五輪・パラ中止ならマイナス幅はさらに拡大

新型コロナショック前は、多くの外国人客が日本を訪れていた。写真は2018年12月の東京・浅草の様子(写真:つのだよしお/アフロ)

新型コロナウイルスの感染拡大を受け、2020年の成長率見通しが相次いで引き下げられている。

中国のサプライチェーン混乱による輸出減少に加え、インバウンド観光需要や日本人の国内消費が急激に落ち込んでいる。

野村証券の美和卓チーフエコノミストは、「2月中旬に当社の予測値を改定したが、事態はそのベースシナリオを上回って悪化した。今は3段階の真ん中である悪化シナリオを通り越し、最悪シナリオに近づきつつある」と語る。

2020年はマイナス1.1%成長に

図のように、野村証券が予測する2020年の実質GDP成長率は、前年比1.1%のマイナス成長。仮にそうなれば、東日本大震災があった2011年のマイナス0.1%以来、9年ぶりのマイナス成長となる。なお、金融危機が起きた1998年はマイナス1.1%、リーマンショック後の2009年の成長率はマイナス5.4%だった。

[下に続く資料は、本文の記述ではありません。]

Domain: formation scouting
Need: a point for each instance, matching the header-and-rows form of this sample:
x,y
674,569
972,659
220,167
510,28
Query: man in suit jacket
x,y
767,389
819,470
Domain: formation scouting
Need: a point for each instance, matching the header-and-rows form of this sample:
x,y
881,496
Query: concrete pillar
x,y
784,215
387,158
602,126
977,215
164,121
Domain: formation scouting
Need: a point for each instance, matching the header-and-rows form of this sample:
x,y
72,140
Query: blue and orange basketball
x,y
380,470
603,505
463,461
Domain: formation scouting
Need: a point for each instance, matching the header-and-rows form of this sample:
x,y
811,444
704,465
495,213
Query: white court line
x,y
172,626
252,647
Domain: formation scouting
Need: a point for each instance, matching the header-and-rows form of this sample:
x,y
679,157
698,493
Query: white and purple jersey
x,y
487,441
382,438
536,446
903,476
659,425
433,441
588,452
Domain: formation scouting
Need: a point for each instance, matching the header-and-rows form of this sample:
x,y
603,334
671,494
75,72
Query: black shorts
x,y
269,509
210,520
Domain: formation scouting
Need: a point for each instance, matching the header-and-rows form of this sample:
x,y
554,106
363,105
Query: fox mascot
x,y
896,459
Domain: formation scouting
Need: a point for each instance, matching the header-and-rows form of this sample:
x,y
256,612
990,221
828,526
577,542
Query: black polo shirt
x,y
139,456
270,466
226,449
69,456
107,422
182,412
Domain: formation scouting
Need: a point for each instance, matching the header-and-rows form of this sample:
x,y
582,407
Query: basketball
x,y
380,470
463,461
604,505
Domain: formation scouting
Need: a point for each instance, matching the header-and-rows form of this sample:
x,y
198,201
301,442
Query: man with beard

マイナス1.1%成長の主な前提は、中国での現在の封鎖措置が6月末まで続き、中国以外の国でもウイルス拡大が加速し、3月までに感染率(人口比)が中国と同程度になるほどの深刻な影響を及ぼすというものだ。

美和氏は「そこまで悪化すると、東京オリンピック・パラリンピックの中止も考えなければならない。五輪中止を織り込むと、第3四半期(2020年7~9月)の経済活動もストップし、2020年のマイナス成長幅は1.5%程度まで拡大する可能性がある」と話す。